Les mesures prises ces derniers temps montrent clairement que les autorités, tant à l’échelon fédéral qu’au niveau des sept « États » et des sept « régions » formant la structure administrative de la Birmanie, ont décidé de prendre au sérieux l’épidémie.

À Rangoun, capitale économique, si aucun confinement n’a été imposé, les rues sont de plus en plus désertes et des habitants rapportent que les gens sortent de moins en moins de chez eux. Dans l’État Shan (six millions d’habitants), qui est frontalier de la Chine et de la Thaïlande, les transports publics de courte et de longue distance sont suspendus, nous indique un résident étranger à Taunggyi, la capitale régionale. Autour du lac Inlé, l’une des attractions touristiques principales, où la police a installé cinq barrages, on prend la température de tous les passants.

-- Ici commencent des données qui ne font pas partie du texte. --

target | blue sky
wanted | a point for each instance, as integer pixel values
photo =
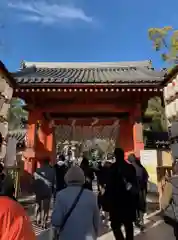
(81, 30)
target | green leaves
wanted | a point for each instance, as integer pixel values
(165, 39)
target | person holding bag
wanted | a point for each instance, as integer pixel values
(169, 201)
(76, 212)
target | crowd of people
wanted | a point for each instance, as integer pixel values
(78, 210)
(121, 198)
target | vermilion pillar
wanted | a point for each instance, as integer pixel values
(29, 154)
(44, 146)
(131, 133)
(126, 136)
(40, 142)
(137, 130)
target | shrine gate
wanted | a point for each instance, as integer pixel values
(64, 93)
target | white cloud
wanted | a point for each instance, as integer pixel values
(43, 12)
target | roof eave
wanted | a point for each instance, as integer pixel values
(170, 75)
(8, 75)
(90, 85)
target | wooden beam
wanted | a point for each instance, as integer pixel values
(84, 108)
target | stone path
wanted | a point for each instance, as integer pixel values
(155, 230)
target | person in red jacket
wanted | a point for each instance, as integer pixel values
(14, 222)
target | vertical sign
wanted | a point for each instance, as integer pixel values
(10, 160)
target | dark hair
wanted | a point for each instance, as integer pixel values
(85, 162)
(119, 155)
(46, 160)
(1, 167)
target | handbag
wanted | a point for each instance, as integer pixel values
(59, 229)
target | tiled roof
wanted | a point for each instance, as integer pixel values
(133, 73)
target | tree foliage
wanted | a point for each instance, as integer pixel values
(156, 112)
(165, 40)
(17, 114)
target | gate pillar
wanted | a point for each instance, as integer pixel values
(131, 133)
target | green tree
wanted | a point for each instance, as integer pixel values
(16, 114)
(165, 40)
(156, 112)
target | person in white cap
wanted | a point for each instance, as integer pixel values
(76, 213)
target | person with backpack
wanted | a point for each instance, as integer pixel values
(169, 201)
(43, 186)
(88, 172)
(122, 195)
(6, 183)
(76, 213)
(142, 180)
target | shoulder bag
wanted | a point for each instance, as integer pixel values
(57, 231)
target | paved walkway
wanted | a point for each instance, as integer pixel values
(155, 230)
(158, 231)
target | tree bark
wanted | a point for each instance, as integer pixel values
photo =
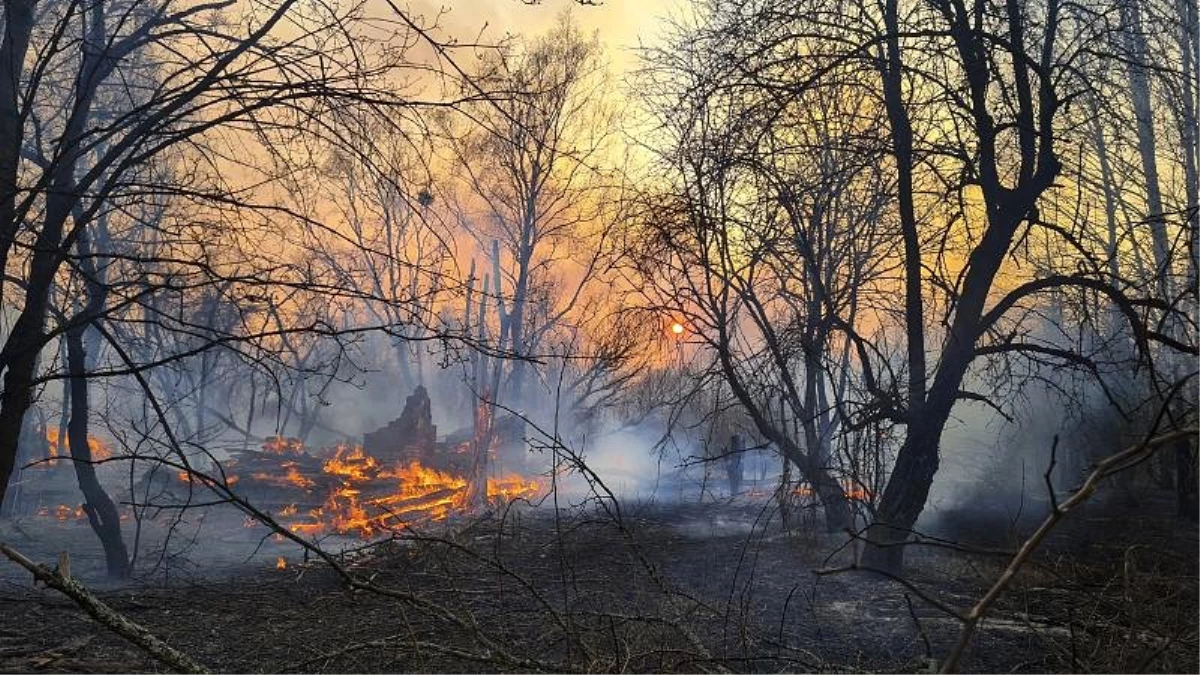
(102, 514)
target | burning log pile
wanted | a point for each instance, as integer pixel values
(399, 477)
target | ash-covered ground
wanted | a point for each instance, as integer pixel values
(677, 587)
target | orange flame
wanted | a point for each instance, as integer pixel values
(58, 449)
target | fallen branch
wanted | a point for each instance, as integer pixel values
(1110, 465)
(60, 580)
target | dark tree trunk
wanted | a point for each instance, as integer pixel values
(102, 513)
(733, 463)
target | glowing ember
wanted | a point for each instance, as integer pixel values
(281, 446)
(63, 513)
(853, 493)
(59, 449)
(363, 496)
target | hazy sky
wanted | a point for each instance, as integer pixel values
(621, 23)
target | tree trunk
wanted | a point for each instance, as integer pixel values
(102, 514)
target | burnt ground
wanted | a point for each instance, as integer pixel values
(675, 587)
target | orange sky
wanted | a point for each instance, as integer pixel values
(621, 23)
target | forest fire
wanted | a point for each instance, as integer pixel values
(353, 493)
(58, 448)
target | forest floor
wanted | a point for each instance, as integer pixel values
(672, 587)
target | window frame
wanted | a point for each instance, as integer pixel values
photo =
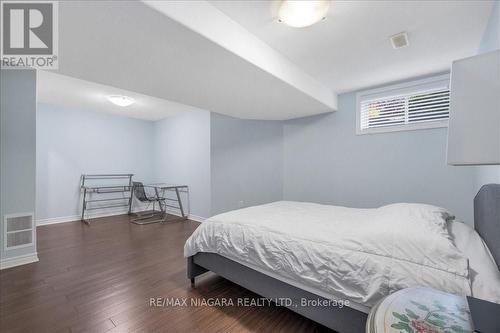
(399, 89)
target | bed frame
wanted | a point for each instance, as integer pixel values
(345, 319)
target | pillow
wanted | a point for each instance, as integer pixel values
(483, 270)
(435, 217)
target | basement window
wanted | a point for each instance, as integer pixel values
(412, 105)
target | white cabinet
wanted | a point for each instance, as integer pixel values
(474, 126)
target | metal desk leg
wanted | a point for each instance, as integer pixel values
(84, 205)
(180, 202)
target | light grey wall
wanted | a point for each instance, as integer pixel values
(490, 42)
(246, 162)
(73, 142)
(182, 156)
(326, 162)
(18, 149)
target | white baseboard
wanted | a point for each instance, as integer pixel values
(196, 218)
(72, 218)
(19, 260)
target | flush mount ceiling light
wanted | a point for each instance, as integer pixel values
(299, 14)
(121, 100)
(400, 40)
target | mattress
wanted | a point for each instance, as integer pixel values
(360, 255)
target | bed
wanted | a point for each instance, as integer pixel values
(315, 254)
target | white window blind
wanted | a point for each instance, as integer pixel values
(418, 104)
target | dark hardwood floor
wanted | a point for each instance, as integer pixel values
(100, 278)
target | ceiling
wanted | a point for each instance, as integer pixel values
(351, 50)
(128, 44)
(78, 94)
(234, 58)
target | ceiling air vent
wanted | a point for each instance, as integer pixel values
(18, 230)
(400, 40)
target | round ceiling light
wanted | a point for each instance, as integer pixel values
(299, 14)
(121, 100)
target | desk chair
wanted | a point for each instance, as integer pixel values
(141, 195)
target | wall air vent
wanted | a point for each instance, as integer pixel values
(400, 40)
(18, 230)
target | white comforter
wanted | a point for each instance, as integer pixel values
(358, 254)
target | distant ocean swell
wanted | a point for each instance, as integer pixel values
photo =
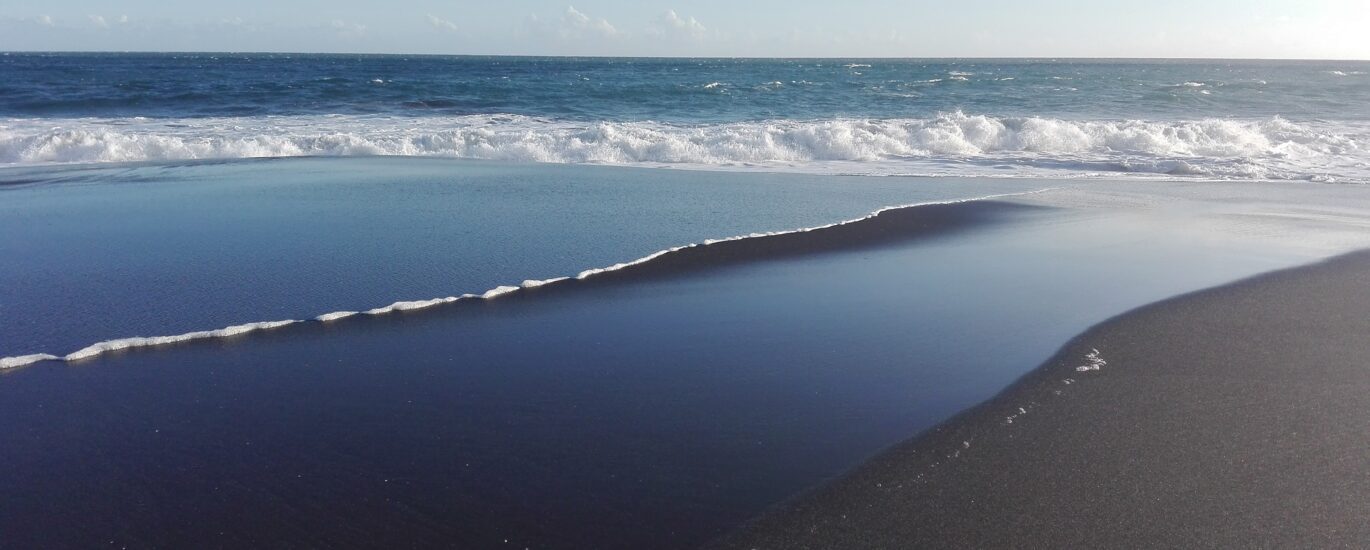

Même scénario au nord-ouest de Rangoun, sur la côte qui remonte vers l’Etat de l’Arakan, où des résidents nous signalent que les routes sont surveillées, les voyageurs contrôlés et les hôtels et restaurants fermés, tandis que certains villages ont été interdits aux étrangers. Une première en Birmanie : la grande « fête de l’eau » (Thingyan), qui devait se tenir du 13 au 16 avril, et marque un moment-clé de l’année birmane, a été annulée.